Why btrfs avoids it even at 512-byte LUKS sectors
btrfs never writes anything smaller than 4096 bytes. Take a 4096-byte btrfs write landing on a LUKS device with 512-byte sectors. dm-crypt encrypts that write as 8 x 512-byte crypto sectors internally – but the internal crypto-sector count is not the I/O count:
dm-crypt does not split the write – it allocates one clone bio for the entire write and submits it downstream as a single bio:
clone = crypt_alloc_buffer(io, io->base_bio->bi_iter.bi_size);– Linux 6.18.33,
drivers/md/dm-crypt.c(kcryptd_crypt_write_convert)

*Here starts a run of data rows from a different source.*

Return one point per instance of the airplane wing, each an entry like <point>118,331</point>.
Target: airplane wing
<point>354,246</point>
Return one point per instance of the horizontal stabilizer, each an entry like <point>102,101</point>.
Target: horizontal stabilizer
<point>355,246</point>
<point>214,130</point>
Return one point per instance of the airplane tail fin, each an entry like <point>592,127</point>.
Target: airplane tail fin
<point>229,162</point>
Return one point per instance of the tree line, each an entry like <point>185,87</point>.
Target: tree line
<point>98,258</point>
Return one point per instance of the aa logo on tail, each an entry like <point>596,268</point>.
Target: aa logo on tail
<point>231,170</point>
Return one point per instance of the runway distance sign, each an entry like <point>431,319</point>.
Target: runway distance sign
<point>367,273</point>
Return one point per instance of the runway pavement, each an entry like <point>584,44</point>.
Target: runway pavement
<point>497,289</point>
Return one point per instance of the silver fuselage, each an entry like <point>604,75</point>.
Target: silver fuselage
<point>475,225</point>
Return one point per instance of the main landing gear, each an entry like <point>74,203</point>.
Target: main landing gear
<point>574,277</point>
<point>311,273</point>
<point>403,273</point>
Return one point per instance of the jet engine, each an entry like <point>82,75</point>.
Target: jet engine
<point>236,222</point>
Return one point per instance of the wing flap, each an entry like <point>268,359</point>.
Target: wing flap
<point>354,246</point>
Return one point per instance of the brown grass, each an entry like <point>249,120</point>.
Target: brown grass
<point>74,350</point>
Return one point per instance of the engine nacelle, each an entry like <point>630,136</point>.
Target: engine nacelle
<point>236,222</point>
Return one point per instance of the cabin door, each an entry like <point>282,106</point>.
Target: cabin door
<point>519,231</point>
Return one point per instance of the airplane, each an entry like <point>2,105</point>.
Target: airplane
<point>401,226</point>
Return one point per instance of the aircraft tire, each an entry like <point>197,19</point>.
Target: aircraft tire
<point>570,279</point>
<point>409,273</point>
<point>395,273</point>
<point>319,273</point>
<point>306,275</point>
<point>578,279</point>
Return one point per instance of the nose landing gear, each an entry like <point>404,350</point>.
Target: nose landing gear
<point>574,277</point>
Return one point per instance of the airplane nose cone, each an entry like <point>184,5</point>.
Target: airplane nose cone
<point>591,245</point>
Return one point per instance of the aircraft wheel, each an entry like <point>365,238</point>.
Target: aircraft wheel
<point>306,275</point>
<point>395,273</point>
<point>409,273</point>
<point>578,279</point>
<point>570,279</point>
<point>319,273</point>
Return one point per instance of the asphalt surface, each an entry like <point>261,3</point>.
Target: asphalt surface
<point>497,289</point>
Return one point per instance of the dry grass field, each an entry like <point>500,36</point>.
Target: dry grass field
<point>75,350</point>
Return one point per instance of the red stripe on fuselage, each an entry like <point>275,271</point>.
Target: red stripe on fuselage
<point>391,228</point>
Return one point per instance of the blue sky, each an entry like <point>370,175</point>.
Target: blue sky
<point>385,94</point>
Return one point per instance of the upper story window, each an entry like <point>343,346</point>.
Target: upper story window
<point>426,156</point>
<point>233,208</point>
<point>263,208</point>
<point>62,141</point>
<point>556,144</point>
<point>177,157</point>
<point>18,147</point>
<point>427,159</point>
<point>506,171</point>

The physical disk therefore receives a full 4096-byte write – no read-modify-write penalty. The only overhead is CPU: 8 IV computations and 8 smaller AES operations instead of 1. With AES-NI doing multiple GB/s, that is negligible next to spinning-disk speeds.
When –sector-size 4096 would matter
Filesystems that can issue sub-4096 writes: ext4 with 1K blocks, raw
dd, database engines doing 512-byte writes. btrfs is not one of them.